En cuanto al príncipe, Vuestra Señoría le encontrará delicado de cuerpo y con la cabeza vacía, vacía el menos de cuanto no sean vicios. Si a pesar de vuestras muchas tareas y preocupaciones quisierais, señor, tomaros el trabajo de corregir a ese pobre niño, o de confiarle a manos dignas, vigilándole al mismo tiempo, haríais una obra de caridad por la que Dios os recompensaría.

No necesito recordamos, querido padre y señor, que la seguridad de un rehén es cosa sagrada, y si me permito traerlo a vuestra memoria, es porque ya hice presente a V. S. mis razones para temer que el joven marqués se vea rodeado de más peligros de los que suelen amenazar al resto de los mortales. Además de los dos canallas ya nombrados, acompañan al joven príncipe un médico y dos criados. Nada sé de éstos, pero sujetadlos a estrecha vigilancia, sin permitir que el médico administre ninguna poción que no pruebe primero.

Mucho siento molestar vuestra atención con tan desagradables detalles mas la alianza con Montferrato creo lo vale, pues pone en el campo de batalla seis mil hombres bien equipados, entre jinetes e infantes.

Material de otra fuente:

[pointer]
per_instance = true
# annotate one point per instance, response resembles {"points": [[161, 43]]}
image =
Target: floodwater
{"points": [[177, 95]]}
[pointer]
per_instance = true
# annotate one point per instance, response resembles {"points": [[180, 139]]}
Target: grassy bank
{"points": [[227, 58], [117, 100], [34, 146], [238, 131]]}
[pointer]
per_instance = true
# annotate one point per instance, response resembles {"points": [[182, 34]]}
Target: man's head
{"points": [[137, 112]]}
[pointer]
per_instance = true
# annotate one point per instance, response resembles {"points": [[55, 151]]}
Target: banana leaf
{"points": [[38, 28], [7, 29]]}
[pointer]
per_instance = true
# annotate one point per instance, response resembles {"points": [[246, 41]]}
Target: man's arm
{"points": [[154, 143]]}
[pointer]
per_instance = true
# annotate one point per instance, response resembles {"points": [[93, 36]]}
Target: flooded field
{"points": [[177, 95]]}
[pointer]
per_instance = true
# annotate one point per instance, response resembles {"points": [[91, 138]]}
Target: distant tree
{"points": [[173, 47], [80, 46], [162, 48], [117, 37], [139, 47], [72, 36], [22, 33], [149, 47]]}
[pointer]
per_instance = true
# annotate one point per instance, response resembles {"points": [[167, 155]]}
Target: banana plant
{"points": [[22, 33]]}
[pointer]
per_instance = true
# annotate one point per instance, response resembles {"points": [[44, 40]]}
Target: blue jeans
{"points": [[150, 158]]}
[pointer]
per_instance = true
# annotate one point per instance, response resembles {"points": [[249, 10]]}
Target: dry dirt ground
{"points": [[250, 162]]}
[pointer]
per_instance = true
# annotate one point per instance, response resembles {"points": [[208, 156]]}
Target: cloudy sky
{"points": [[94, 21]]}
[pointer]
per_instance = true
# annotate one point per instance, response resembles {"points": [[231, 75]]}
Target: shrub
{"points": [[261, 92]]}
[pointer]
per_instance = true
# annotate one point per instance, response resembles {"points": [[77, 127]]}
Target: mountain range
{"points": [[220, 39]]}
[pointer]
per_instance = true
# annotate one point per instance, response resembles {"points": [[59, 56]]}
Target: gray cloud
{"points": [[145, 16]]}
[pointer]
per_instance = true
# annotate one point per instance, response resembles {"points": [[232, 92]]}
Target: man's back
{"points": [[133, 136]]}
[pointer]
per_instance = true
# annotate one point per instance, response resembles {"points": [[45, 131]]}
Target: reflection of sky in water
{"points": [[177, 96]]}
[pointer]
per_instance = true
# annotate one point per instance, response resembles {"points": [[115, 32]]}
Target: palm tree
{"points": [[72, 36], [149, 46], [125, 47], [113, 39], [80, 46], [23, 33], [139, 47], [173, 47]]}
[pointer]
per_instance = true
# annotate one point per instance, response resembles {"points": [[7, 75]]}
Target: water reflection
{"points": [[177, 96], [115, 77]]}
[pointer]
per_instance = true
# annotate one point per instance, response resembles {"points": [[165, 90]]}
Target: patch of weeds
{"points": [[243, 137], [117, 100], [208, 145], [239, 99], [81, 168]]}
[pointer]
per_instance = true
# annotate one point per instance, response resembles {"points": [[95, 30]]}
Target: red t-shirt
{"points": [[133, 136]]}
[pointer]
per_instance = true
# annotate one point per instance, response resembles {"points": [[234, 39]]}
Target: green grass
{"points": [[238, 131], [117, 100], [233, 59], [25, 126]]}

Ahora tenéis fuerzas suficientes para obrar a vuestra guisa con ese traidor duque y su acompañamiento de bandidos güelfos.

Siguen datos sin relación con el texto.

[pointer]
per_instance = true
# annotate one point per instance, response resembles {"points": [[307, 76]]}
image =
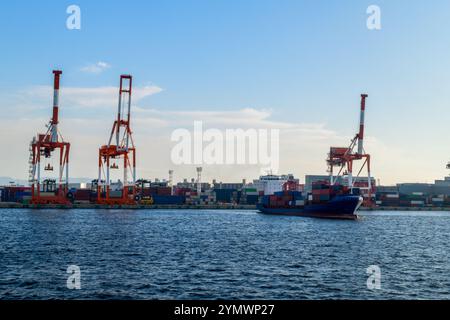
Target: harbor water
{"points": [[176, 254]]}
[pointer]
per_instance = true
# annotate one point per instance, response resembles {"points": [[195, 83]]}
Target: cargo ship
{"points": [[325, 202]]}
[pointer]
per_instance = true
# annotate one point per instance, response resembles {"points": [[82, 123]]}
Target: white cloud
{"points": [[96, 68]]}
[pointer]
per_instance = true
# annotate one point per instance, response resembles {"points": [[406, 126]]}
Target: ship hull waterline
{"points": [[342, 208]]}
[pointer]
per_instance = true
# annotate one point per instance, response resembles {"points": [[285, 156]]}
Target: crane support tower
{"points": [[343, 158], [119, 154], [43, 149]]}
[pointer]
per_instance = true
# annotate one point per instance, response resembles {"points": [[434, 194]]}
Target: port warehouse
{"points": [[187, 192]]}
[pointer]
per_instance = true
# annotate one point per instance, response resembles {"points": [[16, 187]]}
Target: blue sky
{"points": [[305, 61]]}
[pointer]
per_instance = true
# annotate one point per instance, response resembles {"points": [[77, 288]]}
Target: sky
{"points": [[298, 66]]}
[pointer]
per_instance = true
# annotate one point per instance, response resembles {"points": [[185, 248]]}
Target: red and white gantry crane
{"points": [[119, 153], [42, 150]]}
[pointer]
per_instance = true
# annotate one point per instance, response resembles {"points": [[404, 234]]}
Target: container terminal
{"points": [[119, 155]]}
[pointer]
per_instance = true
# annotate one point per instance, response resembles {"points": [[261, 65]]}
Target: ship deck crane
{"points": [[43, 148], [119, 153], [344, 158]]}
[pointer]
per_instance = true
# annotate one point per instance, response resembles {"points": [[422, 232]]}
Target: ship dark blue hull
{"points": [[340, 207]]}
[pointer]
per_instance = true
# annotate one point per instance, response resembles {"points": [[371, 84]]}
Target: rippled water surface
{"points": [[221, 254]]}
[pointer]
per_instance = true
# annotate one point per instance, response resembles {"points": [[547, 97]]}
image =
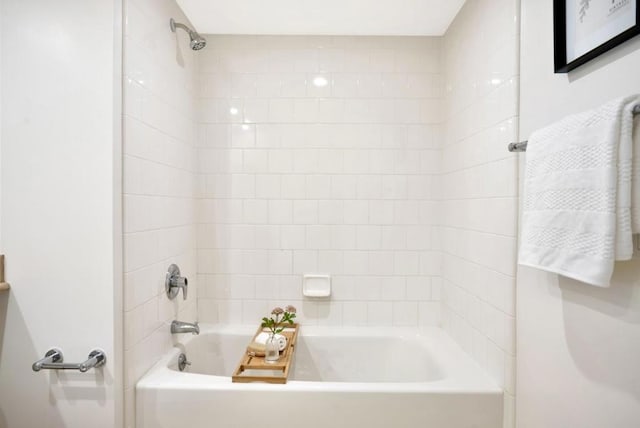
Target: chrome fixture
{"points": [[173, 283], [197, 41], [54, 360], [182, 362], [184, 327], [522, 145]]}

Por Wenzel, que se me reunirá en Lucerna, podéis enviarme vuestras ordenes. Yo me pondré en camino mañana, tan pronto como el marquesito haya salido para Alessandría, y pronto daré a Vuestra Señoría noticias mías.

Beso, humildemente las manos de mi señora la condesa, y en cuanto a vos, señor, que Dios os bendiga y, acompañe, como lo pide en sus oraciones vuestro hijo y servidor.